A 20-year-old college student lay buried beneath the remains of an apartment complex, an ocean of red seeping from the rubble. A mother of two sat charred and unmoving in the burning wreck of a car, still aflame after all these years. An office worker just shy of retirement was impaled on a spike tall as a streetlight. Each time he passed by, they would rise from the dead and follow behind David as a crowd of zombies—never attacking, never speaking, only watching. The many apologies he gave them had no effect.
David walked through the ruined city of Robloxia, more corpses joining him as he did. The crowd had become a small army—hundreds of people trailing behind him. Hundreds of lives that had been cut short by his actions. The destruction only grew worse the farther he went, with spikes protruding from every surface and entire buildings being corroded by red energy. Those unlucky enough to touch the corruption were either horribly scarred or completely melted. David bitterly noted how he had indirectly destroyed the city he had sworn to protect.
Eventually, he saw his destination in the distance—and then, without realizing how, he was suddenly there, standing on the lawn of the Doe household. The modest house was the only untouched part of the city, a perfect picture of the ideal home: white picket fence, a porch built by hand, and a small collection of pink roses planted in the front. It would have been perfect—if not for the dead man slumped on the porch.

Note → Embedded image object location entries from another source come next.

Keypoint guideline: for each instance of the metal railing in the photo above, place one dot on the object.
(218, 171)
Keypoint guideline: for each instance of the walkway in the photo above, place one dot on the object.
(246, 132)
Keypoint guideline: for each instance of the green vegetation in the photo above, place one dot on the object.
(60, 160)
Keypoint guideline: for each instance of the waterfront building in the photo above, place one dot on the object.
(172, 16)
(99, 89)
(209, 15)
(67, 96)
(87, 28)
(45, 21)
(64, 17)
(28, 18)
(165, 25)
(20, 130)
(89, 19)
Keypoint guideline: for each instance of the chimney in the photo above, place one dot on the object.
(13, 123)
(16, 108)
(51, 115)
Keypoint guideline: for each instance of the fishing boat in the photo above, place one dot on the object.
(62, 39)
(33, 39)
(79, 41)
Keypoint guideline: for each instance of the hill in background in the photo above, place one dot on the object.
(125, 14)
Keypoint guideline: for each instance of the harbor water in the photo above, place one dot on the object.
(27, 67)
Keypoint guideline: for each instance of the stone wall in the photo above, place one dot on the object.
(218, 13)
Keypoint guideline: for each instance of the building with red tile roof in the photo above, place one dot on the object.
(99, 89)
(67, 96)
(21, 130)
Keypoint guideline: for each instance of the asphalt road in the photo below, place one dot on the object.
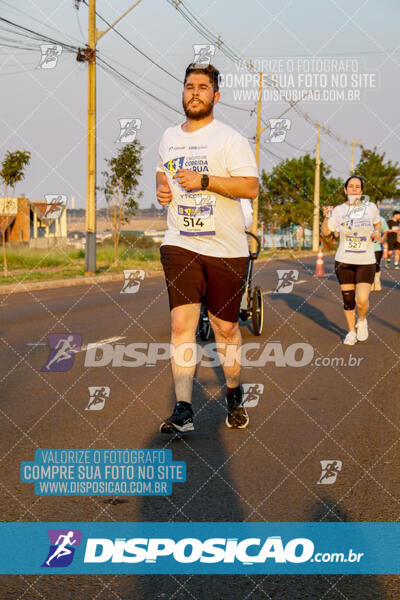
(323, 410)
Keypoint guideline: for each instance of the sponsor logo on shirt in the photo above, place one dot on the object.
(173, 164)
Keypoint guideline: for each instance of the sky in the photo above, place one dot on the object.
(343, 56)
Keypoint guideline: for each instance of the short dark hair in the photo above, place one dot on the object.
(208, 70)
(353, 177)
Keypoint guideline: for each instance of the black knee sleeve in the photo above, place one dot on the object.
(349, 299)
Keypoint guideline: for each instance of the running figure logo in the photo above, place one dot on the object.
(128, 130)
(252, 393)
(63, 543)
(133, 279)
(97, 397)
(203, 54)
(278, 130)
(63, 347)
(50, 54)
(330, 470)
(286, 280)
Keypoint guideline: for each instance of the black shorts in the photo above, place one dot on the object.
(393, 244)
(215, 282)
(347, 273)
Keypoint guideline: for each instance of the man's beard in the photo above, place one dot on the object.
(204, 112)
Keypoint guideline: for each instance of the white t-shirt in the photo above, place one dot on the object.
(355, 225)
(247, 209)
(203, 221)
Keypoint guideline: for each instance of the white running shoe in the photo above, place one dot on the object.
(350, 339)
(362, 330)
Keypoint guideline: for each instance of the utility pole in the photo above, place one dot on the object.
(316, 194)
(353, 142)
(259, 131)
(90, 252)
(89, 55)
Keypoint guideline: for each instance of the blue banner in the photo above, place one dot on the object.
(200, 548)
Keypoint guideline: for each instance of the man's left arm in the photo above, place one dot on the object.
(232, 187)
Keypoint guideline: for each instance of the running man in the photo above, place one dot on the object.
(204, 252)
(62, 549)
(359, 226)
(393, 239)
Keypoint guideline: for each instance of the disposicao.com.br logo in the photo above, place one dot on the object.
(248, 551)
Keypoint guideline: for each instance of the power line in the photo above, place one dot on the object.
(155, 63)
(236, 58)
(37, 20)
(144, 91)
(39, 36)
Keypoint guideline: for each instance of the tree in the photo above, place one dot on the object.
(120, 182)
(381, 179)
(11, 172)
(287, 192)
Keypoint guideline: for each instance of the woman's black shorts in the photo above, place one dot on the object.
(347, 273)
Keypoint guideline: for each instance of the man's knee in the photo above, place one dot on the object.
(225, 328)
(181, 323)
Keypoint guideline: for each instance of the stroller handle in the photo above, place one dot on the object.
(254, 254)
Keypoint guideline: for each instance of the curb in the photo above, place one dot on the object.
(21, 287)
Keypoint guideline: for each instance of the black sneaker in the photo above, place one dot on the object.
(181, 419)
(237, 417)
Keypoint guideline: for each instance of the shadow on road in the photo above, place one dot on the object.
(294, 301)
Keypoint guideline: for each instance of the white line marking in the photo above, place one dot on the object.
(294, 283)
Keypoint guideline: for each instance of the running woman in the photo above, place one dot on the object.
(378, 249)
(393, 239)
(359, 227)
(204, 168)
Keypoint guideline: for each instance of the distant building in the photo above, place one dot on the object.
(37, 224)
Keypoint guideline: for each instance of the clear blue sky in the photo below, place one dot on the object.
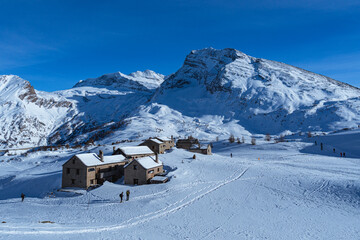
(53, 44)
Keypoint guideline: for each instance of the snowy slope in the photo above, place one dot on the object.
(143, 81)
(265, 96)
(29, 116)
(214, 94)
(267, 191)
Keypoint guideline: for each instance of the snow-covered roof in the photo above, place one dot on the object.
(164, 139)
(156, 141)
(91, 159)
(147, 162)
(135, 150)
(159, 178)
(194, 146)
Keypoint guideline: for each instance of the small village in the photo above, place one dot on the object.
(137, 165)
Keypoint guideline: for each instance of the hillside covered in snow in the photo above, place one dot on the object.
(214, 94)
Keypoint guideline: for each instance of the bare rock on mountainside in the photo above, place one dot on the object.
(215, 93)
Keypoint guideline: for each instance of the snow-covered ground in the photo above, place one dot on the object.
(289, 190)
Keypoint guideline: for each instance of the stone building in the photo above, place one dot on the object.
(142, 170)
(203, 149)
(88, 169)
(187, 143)
(134, 152)
(155, 145)
(169, 142)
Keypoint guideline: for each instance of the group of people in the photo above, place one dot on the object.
(121, 195)
(342, 154)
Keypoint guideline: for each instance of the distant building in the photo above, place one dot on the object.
(88, 169)
(203, 149)
(169, 142)
(187, 143)
(159, 145)
(193, 145)
(134, 152)
(142, 170)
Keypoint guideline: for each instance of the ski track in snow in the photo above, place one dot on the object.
(172, 208)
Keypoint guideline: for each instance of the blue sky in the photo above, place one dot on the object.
(54, 44)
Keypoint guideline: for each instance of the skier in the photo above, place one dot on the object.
(127, 195)
(121, 196)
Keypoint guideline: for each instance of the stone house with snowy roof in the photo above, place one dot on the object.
(187, 143)
(155, 145)
(169, 142)
(134, 151)
(88, 169)
(142, 170)
(203, 149)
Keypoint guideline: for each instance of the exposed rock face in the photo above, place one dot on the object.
(28, 117)
(266, 96)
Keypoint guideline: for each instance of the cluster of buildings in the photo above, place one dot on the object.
(137, 164)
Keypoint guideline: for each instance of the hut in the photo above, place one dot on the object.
(142, 170)
(88, 169)
(134, 152)
(155, 145)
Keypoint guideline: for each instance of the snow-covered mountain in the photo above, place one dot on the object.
(263, 95)
(28, 116)
(215, 93)
(143, 81)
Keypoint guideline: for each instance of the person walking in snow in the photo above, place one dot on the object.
(121, 196)
(127, 195)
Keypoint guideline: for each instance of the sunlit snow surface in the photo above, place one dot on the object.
(290, 190)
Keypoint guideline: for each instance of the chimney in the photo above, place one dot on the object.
(156, 157)
(101, 155)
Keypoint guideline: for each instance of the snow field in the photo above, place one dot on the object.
(286, 194)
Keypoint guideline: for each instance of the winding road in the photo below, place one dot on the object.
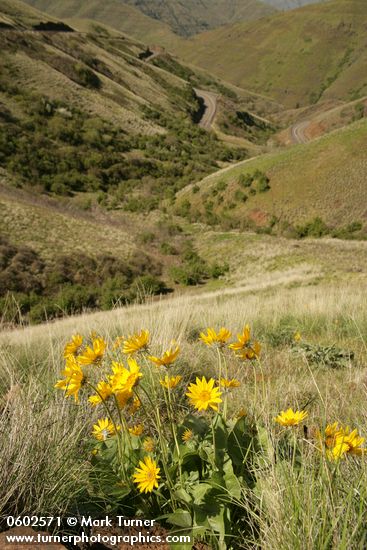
(297, 132)
(210, 103)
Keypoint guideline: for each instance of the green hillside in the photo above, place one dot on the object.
(286, 190)
(156, 20)
(298, 57)
(92, 140)
(190, 17)
(115, 13)
(290, 4)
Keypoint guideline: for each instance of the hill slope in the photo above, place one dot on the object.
(300, 56)
(157, 21)
(291, 4)
(324, 178)
(189, 17)
(87, 127)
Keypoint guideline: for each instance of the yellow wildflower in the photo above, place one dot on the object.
(168, 357)
(170, 382)
(135, 405)
(118, 341)
(146, 477)
(73, 380)
(72, 347)
(243, 339)
(250, 352)
(291, 418)
(187, 435)
(148, 445)
(93, 355)
(203, 394)
(104, 391)
(346, 442)
(212, 337)
(136, 342)
(123, 379)
(137, 430)
(103, 429)
(229, 384)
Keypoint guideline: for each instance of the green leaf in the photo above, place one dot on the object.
(181, 518)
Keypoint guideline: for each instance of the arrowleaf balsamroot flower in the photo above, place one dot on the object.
(146, 477)
(104, 391)
(212, 337)
(135, 406)
(229, 384)
(72, 347)
(93, 355)
(290, 417)
(346, 442)
(148, 445)
(103, 429)
(167, 358)
(187, 435)
(124, 380)
(136, 430)
(243, 339)
(136, 342)
(74, 378)
(203, 394)
(170, 382)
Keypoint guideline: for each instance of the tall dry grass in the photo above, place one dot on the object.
(43, 464)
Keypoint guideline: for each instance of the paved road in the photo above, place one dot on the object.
(297, 132)
(210, 101)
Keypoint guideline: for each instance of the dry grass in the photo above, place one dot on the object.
(43, 430)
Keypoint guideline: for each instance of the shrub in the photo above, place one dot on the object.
(315, 228)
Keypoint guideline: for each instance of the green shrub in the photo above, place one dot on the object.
(315, 228)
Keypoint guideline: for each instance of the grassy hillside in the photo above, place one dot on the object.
(115, 13)
(156, 21)
(291, 4)
(190, 17)
(86, 128)
(325, 178)
(39, 423)
(298, 57)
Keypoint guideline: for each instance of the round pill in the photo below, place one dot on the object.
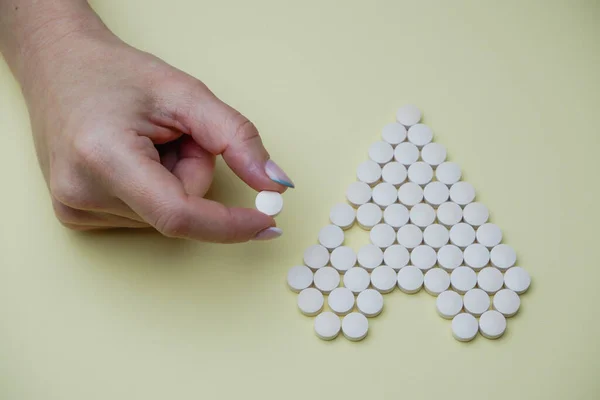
(382, 235)
(368, 215)
(369, 302)
(477, 256)
(327, 325)
(517, 279)
(381, 152)
(394, 173)
(357, 279)
(476, 214)
(384, 278)
(450, 257)
(448, 173)
(316, 256)
(489, 235)
(369, 172)
(358, 193)
(355, 326)
(463, 279)
(492, 324)
(410, 236)
(506, 302)
(370, 256)
(270, 203)
(326, 279)
(299, 278)
(310, 302)
(394, 133)
(341, 301)
(464, 327)
(395, 215)
(342, 215)
(448, 304)
(396, 256)
(410, 279)
(343, 258)
(419, 134)
(385, 194)
(490, 280)
(436, 236)
(436, 193)
(436, 281)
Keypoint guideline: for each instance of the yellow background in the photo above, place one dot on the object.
(511, 88)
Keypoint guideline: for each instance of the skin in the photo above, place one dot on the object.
(124, 139)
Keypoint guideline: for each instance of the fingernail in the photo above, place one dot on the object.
(277, 175)
(268, 234)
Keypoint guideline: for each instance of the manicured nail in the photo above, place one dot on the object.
(268, 234)
(277, 175)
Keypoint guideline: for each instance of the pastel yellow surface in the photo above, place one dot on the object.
(511, 88)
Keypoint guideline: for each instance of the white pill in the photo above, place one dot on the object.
(327, 325)
(410, 236)
(369, 302)
(270, 203)
(448, 304)
(316, 256)
(436, 193)
(358, 193)
(341, 301)
(342, 215)
(506, 302)
(450, 257)
(406, 153)
(310, 302)
(492, 324)
(370, 256)
(464, 327)
(384, 278)
(436, 236)
(326, 279)
(396, 256)
(357, 279)
(449, 214)
(477, 256)
(420, 135)
(381, 152)
(299, 278)
(420, 173)
(394, 133)
(436, 281)
(463, 279)
(462, 235)
(410, 194)
(343, 258)
(433, 154)
(489, 235)
(385, 194)
(448, 173)
(369, 172)
(476, 214)
(368, 215)
(490, 280)
(382, 235)
(394, 173)
(410, 279)
(462, 193)
(355, 326)
(395, 215)
(517, 279)
(503, 256)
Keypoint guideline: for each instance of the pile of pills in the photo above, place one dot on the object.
(426, 232)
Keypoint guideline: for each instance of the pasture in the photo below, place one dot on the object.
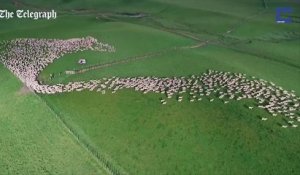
(133, 131)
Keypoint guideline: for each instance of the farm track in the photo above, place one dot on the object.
(138, 58)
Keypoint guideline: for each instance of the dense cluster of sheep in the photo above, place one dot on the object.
(26, 58)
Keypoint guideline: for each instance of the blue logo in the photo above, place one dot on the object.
(282, 14)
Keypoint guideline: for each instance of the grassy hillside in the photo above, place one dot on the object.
(33, 140)
(134, 131)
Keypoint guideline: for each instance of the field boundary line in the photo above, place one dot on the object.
(99, 158)
(138, 58)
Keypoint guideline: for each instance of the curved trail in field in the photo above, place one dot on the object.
(138, 58)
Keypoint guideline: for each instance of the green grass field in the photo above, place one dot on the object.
(33, 140)
(133, 131)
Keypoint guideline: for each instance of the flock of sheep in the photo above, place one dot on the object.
(26, 58)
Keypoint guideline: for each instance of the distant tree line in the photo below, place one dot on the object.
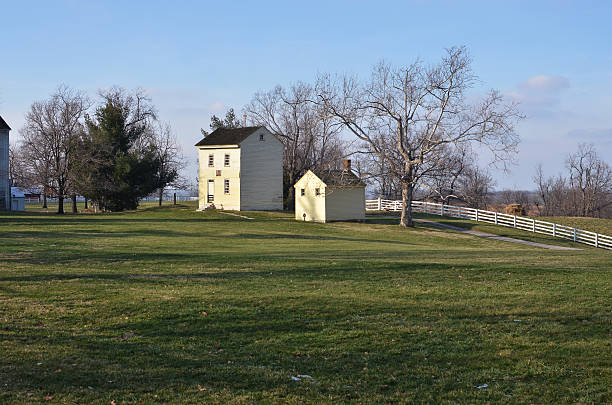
(112, 155)
(585, 190)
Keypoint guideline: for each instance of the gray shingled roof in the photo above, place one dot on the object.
(336, 177)
(3, 124)
(227, 136)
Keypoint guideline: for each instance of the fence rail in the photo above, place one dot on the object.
(497, 218)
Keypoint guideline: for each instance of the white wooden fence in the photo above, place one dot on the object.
(512, 221)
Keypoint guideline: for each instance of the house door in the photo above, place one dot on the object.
(210, 194)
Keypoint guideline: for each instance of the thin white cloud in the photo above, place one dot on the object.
(540, 96)
(546, 83)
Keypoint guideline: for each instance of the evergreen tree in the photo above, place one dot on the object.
(118, 162)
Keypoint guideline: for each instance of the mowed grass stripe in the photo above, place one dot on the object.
(173, 306)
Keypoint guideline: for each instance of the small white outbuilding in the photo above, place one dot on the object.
(330, 195)
(17, 199)
(241, 169)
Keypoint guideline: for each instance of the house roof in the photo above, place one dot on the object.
(3, 124)
(336, 177)
(227, 136)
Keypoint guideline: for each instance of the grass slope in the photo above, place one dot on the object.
(173, 306)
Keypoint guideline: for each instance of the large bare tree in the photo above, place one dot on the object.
(590, 179)
(408, 116)
(50, 137)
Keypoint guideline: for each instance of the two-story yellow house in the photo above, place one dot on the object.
(241, 169)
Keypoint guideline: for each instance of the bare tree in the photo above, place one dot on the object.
(475, 186)
(50, 136)
(586, 191)
(169, 158)
(408, 115)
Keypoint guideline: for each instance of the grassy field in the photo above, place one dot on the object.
(173, 306)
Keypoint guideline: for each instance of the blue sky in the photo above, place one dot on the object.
(197, 58)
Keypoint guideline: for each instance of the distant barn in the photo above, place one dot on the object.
(241, 169)
(330, 195)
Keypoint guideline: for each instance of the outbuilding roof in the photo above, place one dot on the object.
(227, 136)
(337, 177)
(3, 124)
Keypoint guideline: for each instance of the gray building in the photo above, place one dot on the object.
(5, 186)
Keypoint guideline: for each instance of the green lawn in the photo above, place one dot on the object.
(175, 306)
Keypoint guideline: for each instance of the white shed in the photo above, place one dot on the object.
(17, 199)
(4, 166)
(330, 195)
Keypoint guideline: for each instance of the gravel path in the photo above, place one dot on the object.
(491, 236)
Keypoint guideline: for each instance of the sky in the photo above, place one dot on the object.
(197, 58)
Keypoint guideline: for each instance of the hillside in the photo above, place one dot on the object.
(174, 306)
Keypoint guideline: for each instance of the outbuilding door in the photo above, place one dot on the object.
(210, 193)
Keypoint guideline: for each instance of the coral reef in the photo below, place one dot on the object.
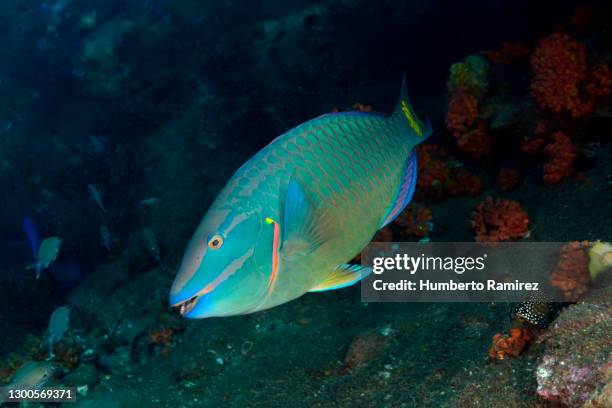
(509, 53)
(600, 81)
(470, 75)
(571, 276)
(499, 220)
(559, 68)
(576, 367)
(510, 345)
(433, 171)
(463, 182)
(476, 143)
(507, 179)
(462, 113)
(562, 154)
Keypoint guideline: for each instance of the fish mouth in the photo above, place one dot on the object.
(186, 306)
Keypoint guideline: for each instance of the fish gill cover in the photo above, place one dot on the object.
(122, 123)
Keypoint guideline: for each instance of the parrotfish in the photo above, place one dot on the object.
(47, 254)
(34, 374)
(96, 194)
(293, 215)
(58, 324)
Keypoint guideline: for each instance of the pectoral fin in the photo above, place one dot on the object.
(344, 275)
(305, 226)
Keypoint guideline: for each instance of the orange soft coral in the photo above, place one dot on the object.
(414, 221)
(499, 220)
(476, 143)
(562, 154)
(462, 113)
(600, 81)
(510, 345)
(559, 67)
(571, 276)
(507, 179)
(582, 17)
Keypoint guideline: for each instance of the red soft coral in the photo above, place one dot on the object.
(462, 113)
(559, 67)
(499, 220)
(562, 154)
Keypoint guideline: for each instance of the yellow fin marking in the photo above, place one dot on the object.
(411, 120)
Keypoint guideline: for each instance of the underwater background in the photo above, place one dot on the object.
(120, 121)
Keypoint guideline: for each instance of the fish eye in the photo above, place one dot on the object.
(215, 242)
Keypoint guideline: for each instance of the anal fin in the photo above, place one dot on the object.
(344, 275)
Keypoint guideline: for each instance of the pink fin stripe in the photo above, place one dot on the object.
(275, 243)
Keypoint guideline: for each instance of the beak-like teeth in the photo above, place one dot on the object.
(187, 306)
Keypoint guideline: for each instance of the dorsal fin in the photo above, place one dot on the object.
(405, 111)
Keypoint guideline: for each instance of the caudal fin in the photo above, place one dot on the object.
(403, 111)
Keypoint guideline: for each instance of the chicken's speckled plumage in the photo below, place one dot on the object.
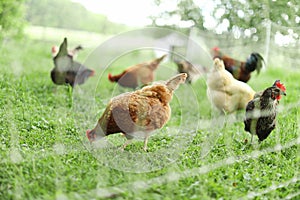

John Doe sat motionless in one of the two chairs, eyes closed, hands folded in his lap. This wasn’t the feral, corrupted beast he had become on that day; he was simply a man with a kindly face and glasses, wearing the standard issue Roblox employee uniform. There was no blood, no wounds. David could have mistaken him for being asleep, had he not been the one to kill him. Jane Doe sat in the chair next to her husband, holding his hand and looking content. She looked at David, and for a moment he thought this dream might go differently, that she might forgive him. Then her face contorted in anger, and he felt silly for ever thinking so.
“You did this,” she said, her voice piercing through his skull like a knife.
“I know,” David said, but no sound came out.
“You killed him.” Tears streamed from her eyes, flowing upward into the sky, though David barely registered this.
“I’m sorry.” He spoke again to no avail. He took a step forward—to comfort her, to make things right, to do anything. The instant he moved, the army of corpses reached out and stopped him, hundreds of cold, dead hands holding him still with impossible strength.
“ALL YOU HAD TO DO WAS LISTEN!” Jane screamed. Her voice was loud enough to send cracks spider-webbing across the ground, stopping just before David’s feet. “It should have been you,” she added quietly, and he could only nod in response.
A hand burst from one of the cracks—clawed, long, and razor-sharp, its surface rough like obsidian. A second hand followed, and John Doe pulled himself out of the ground. This wasn’t the man on the porch but the monster he had become that day: larger than life and towering over the bound David. The black corruption had spread through his body like an infection, turning his veins black and coating both his arms from the elbows down. Part of his face was consumed as well, and his right eye glowed red with malice.
David lowered his head beneath his helmet, unable to look at the creature he had created. The beast fixed its horrible gaze upon him, and the silence that followed was almost worse than any injury it could inflict. Finally, in what felt like an act of mercy, the creature lifted David with one hand and thrust its claws through his chest with the other. The pain only lasted a few moments before giving way to sweet, merciful nothingness.